More recently I’ve been using an LG-made Nexus 5. No, not the newer 5X. Late last year I semi-regressed from a One+ One to a Nexus 5. One of the reasons for that step backward in time was to finally be able to enjoy mobile HDVoice calls to my wife, who also carries a Nexus 5.
T-Mobile, who lead the US in the rollout of mobile HDVoice, supports it’s use for in-network calls between a list of supported handsets, including the Nexus 5. That initial rollout of HDVoice came before the big build of their LTE network. They enabled the AMR-WB codec (aka G.722.2) over their existing 3G HSPA+ network.
Most other US carriers waited until their LTE rollout to launch HDVoice. An LTE network is natively an IP network, readily supporting advanced voice codecs and video. When the voice calls are handled over the LTE network it’s called Voice-Over-LTE or VoLTE, which is very different from how voice was handled on 3G networks.
Recently T-Mobile issued another press release announcing their next step in improved call quality; VOLTE Enhanced Voice Services or EVS. In the release they make three basic claims:
- First, EVS improves voice call reliability in areas of weaker signal, which means the rare dropped call on LTE will happen even less frequently.
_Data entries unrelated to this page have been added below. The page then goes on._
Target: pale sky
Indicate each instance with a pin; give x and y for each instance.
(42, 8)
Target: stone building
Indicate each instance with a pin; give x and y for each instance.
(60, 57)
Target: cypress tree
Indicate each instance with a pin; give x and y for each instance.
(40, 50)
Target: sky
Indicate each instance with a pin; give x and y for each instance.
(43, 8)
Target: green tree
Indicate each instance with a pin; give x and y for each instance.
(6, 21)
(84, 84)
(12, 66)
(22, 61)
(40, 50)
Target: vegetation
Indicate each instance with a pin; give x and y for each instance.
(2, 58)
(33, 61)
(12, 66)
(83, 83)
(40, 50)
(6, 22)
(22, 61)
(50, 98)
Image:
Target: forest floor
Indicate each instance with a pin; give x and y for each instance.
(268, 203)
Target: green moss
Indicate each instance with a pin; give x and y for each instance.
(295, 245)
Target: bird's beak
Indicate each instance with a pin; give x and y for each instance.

- Second, EVS provides even higher-fidelity calls than the HD Voice we were the very first in the US to introduce back in 2013. EVS does this with a broader audio frequency range, which translates to richer, more realistic-sounding voice audio.
- Third, EVS delivers all this more of the time and in more places. EVS works whether you’re on Wi-Fi or the T-Mobile LTE network.
All of these things make sense.
EVS has a number of operating modes, supporting Super-wideband and Fullband. These are beyond mere "wideband" HDVoice as represented by AMR-WB, although it’s unclear which modes T-Mobile has enabled.
According to VoiceAge, who licenses an EVS implementation, EVS delivers better quality for both voice and music at bit rates comparable to traditional AMR-WB. Further, it has a mode that allows it to interoperate with AMR-NB and AMR-WB, while delivering improved packet loss concealment. The last point possibly explains the following claim made by T-Mobile.
"And the bonus? Our patent-pending deployment of EVS benefits T-Mobile customers with compatible phones even if the person on the other end of the line doesn’t have an EVS-capable device. That’s right, even if you call another non-HD network, you’ll benefit from the enhanced voice experience."
Of course, the carrier gets to decide what capabilities are supported on specific handsets. T-Mobile is supporting EVS on the LG G5 and Samsung Galaxy S7 and S7 edge, after an OTA software update. They plan to offer 7 EVS-capable smartphones by the end of the year.
If there’s an EVS-capable Nexus offering that isn’t gargantuan in either dimensions or price it might it well into my future. It must fit into both my budget and my pocket.